P.S.: Eccovi cosa c’è “in ballo”. Ed eccovi “imballata” la psicanalogia… (sono solo altri due termini derivati da “embolon“…). Parleremo in seguito della pratica psicanalogica (inattendibilità della scienza, analisi dei sogni, amplificazione associativa e analogica, “sciamanesimo”, metodi e terapie, dono).
Sciamano
(parole e silenzio di Valerio Mele)
Si getta
dal fondo della notte
cascata oscura
incessante e banale
tuono mugghiante
nel pozzo di luce
dei mondi.
Sciama di nuovo indietro,
sfuggendo al terrore sismico
di miriadi di uccelli in volo,
verso la breccia impossibile
della sua sorgente…
e ritorna a cambiare le rotte
e rifrangere i raggi fulminei
delle cascate.
Mai sarà compreso
sempre sfuggirà,
sempre tornerà,
sempre (o quasi) a bersaglio.
Ogni volta differente.
Ogni volta diluito.
Ogni volta trasmutato.
Eccezione di Dio,
sabbia e sale,
fango e seme,
poi sciame,
eccezione dell’ eccezione,
e ancora e sempre…
-getto.
IL DI-VERSO DEI -GETTI
decomponendosicompongono
Né sog-getti, né og-getti!
PS: Cito da questo interessante articolo che cita il libro “Forsennare il soggettile” di Derrida… che scrive di “getto” (il grassettato è mio):
In Forcener le subjectile, Derrida elabora un’interpretazione complessiva della paradossale non-opera del poeta-artista francese, attraverso il grimaldello di un’antica e desueta parola, forse francese o italiana: subjectile, soggettile.

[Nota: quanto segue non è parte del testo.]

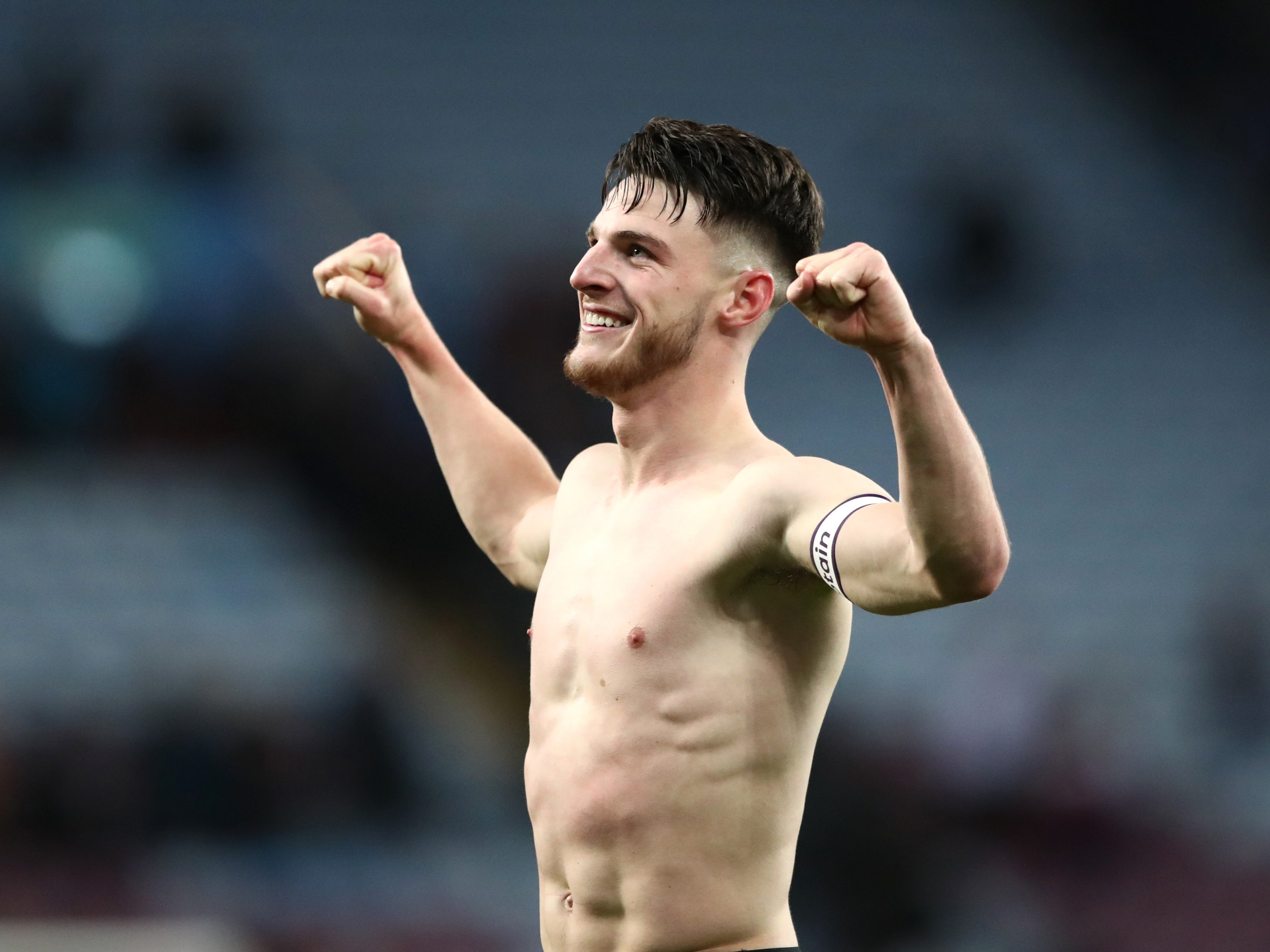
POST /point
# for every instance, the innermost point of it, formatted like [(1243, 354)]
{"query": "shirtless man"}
[(694, 579)]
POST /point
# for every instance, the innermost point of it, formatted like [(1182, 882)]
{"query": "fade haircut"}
[(742, 185)]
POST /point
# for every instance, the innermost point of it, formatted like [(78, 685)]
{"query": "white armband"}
[(824, 540)]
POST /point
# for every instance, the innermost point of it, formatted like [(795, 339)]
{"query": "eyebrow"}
[(639, 238)]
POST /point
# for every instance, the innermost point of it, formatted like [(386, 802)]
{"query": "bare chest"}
[(630, 595)]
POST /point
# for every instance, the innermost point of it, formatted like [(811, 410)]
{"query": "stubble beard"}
[(653, 352)]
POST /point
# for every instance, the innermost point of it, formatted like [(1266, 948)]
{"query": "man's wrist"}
[(914, 349)]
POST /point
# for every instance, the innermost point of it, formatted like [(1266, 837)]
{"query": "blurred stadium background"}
[(259, 692)]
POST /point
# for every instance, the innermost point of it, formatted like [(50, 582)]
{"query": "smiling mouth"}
[(593, 320)]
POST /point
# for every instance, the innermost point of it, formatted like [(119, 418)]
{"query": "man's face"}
[(644, 290)]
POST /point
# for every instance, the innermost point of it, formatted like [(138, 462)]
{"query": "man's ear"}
[(752, 295)]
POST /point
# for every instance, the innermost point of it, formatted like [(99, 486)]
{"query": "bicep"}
[(873, 555), (531, 542)]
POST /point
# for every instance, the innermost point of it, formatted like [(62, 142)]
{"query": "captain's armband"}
[(824, 540)]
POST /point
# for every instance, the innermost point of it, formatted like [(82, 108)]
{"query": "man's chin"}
[(599, 376)]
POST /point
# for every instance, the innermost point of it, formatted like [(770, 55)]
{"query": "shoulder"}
[(790, 483), (591, 464)]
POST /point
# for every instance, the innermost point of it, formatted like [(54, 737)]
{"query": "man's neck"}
[(685, 420)]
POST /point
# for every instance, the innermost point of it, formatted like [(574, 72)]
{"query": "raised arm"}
[(945, 541), (502, 484)]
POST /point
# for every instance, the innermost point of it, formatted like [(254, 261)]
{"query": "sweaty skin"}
[(684, 652), (681, 668)]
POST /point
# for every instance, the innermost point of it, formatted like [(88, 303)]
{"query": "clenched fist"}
[(371, 276), (853, 296)]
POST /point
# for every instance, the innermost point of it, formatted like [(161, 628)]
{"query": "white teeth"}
[(597, 320)]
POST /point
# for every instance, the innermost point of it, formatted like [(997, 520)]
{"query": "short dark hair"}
[(740, 181)]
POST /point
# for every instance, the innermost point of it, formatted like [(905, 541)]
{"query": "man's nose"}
[(592, 276)]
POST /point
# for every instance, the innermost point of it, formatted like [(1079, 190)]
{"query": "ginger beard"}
[(651, 352)]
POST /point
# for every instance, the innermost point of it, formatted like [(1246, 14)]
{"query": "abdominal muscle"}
[(666, 810)]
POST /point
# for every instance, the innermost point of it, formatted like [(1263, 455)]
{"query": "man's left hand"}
[(851, 295)]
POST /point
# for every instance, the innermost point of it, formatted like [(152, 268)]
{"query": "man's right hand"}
[(371, 276)]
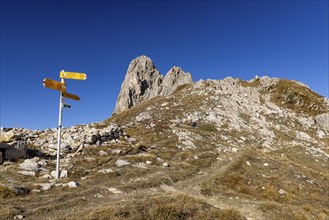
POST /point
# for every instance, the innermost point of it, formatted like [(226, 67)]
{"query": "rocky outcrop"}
[(143, 81), (73, 139), (174, 78)]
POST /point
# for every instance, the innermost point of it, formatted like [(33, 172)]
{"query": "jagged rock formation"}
[(258, 147), (143, 81)]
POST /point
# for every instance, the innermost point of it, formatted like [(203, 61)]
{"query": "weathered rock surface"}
[(143, 81)]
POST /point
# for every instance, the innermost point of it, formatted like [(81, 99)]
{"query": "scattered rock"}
[(44, 186), (282, 192), (27, 173), (113, 190), (121, 163), (63, 173), (143, 81), (72, 184), (18, 216), (105, 171), (102, 153), (234, 150)]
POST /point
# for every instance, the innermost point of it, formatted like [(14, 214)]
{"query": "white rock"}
[(121, 163), (45, 186), (46, 176), (27, 173), (116, 151), (282, 192), (165, 164), (114, 190), (63, 173), (72, 184), (102, 153), (303, 136), (105, 171)]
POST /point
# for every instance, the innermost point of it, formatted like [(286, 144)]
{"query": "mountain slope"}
[(214, 149)]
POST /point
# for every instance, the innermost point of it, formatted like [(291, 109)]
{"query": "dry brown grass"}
[(288, 94), (6, 192), (178, 207)]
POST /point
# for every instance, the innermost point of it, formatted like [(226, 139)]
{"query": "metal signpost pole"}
[(59, 133)]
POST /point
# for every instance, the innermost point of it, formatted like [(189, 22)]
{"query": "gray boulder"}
[(13, 151), (142, 82), (174, 78)]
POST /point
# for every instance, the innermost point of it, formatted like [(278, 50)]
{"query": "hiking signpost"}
[(61, 86)]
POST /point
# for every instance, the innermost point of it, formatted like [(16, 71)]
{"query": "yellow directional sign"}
[(72, 75), (71, 96), (53, 84)]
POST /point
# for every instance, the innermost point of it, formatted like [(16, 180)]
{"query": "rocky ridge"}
[(260, 146), (143, 81)]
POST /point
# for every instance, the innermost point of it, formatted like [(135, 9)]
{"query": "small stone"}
[(27, 173), (121, 163), (105, 171), (63, 173), (44, 186), (165, 164), (114, 190), (72, 184), (102, 153), (18, 217), (282, 192), (98, 195), (46, 176)]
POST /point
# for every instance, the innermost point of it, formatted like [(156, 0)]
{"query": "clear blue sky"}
[(210, 39)]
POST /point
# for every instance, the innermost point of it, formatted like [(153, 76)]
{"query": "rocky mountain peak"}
[(143, 81)]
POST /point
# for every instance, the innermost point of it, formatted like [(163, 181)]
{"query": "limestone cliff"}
[(143, 81)]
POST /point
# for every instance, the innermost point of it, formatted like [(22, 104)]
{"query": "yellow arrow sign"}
[(71, 96), (53, 84), (72, 75)]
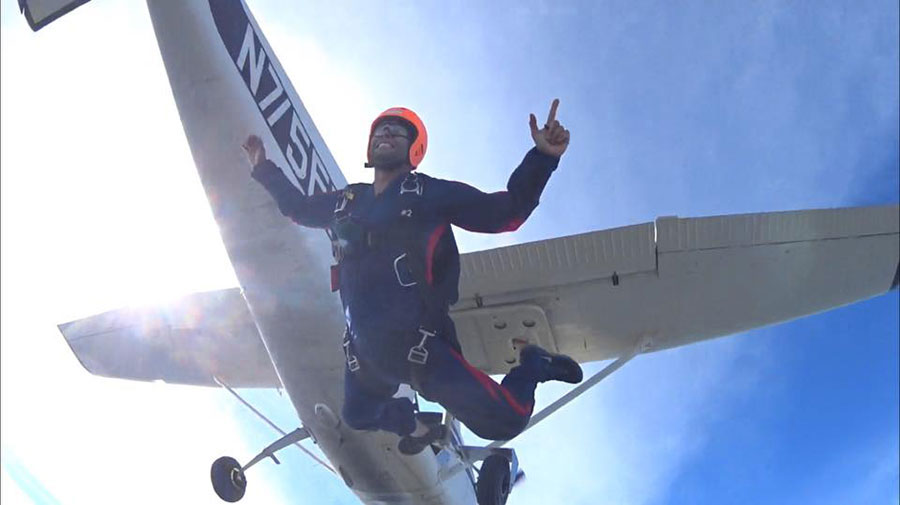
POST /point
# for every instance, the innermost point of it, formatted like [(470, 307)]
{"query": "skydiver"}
[(398, 273)]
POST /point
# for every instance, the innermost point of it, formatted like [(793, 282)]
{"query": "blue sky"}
[(690, 109)]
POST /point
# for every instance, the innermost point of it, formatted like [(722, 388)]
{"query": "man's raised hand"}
[(256, 151), (552, 139)]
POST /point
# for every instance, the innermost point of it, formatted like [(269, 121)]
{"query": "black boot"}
[(551, 366)]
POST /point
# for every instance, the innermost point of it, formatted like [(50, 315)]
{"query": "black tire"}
[(228, 480), (493, 481)]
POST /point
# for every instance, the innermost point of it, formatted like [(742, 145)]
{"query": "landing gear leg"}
[(228, 477), (494, 481)]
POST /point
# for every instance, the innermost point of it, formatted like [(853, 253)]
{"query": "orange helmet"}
[(417, 144)]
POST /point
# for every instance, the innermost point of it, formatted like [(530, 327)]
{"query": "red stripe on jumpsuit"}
[(492, 387)]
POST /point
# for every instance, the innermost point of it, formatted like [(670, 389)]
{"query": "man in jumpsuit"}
[(398, 273)]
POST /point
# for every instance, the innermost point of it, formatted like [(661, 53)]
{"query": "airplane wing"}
[(593, 296), (40, 13), (188, 341), (671, 282)]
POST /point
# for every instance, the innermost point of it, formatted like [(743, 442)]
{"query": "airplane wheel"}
[(493, 481), (228, 479)]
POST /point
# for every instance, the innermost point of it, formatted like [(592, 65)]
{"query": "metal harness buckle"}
[(352, 361), (418, 354)]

Artaud la utilizza tre volte nei suoi scritti, per parlare dei suoi disegni (nel 1932, nel 1946, nel 1947). Infatti, il “soggettile” indica innanzitutto il “supporto” materiale dell’opera figurativa. Ma in Artaud assume connotazioni aggiuntive inedite. È sì supporto ma anche soggetto, indica la passività della materia ma anche quella del “soggetto” (nel senso dell’esser soggetto a); indica un “giacere” (dal latino iaceo-iacēre) ma anche, nello stesso tempo, un “lanciare” (dal latino iacio-iacĕre); ha a che fare, quindi con la “gettatezza” dell’essere al mondo e con il “gettare” (jeter) e il “progettare” (projeter).
Il soggettile cos’è? – si chiede Derrida. Qualsiasi cosa, tutto e qualsiasi cosa? Il padre, la madre, il figlio e io? Per fare buon peso, perché possiamo dire la soggettile, è anche mia figlia, la materia e lo Spirito Santo, la materia e la forma delle forme, il supporto e la superficie, la rappresentazione e l’irrappresentabile, una figura dell’infigurabile, l’impatto del proiettile, il suo bersaglio e la sua destinazione, l’oggetto, il soggetto, il progetto, il soggiacente di tutti questi getti, il letto del succube e dell’incubo […], ciò che porta tutto in gestazione, che gestisce tutto e partorisce tutto, capace di tutto. […] Tutto e il resto, ecco ciò che è senza esserlo.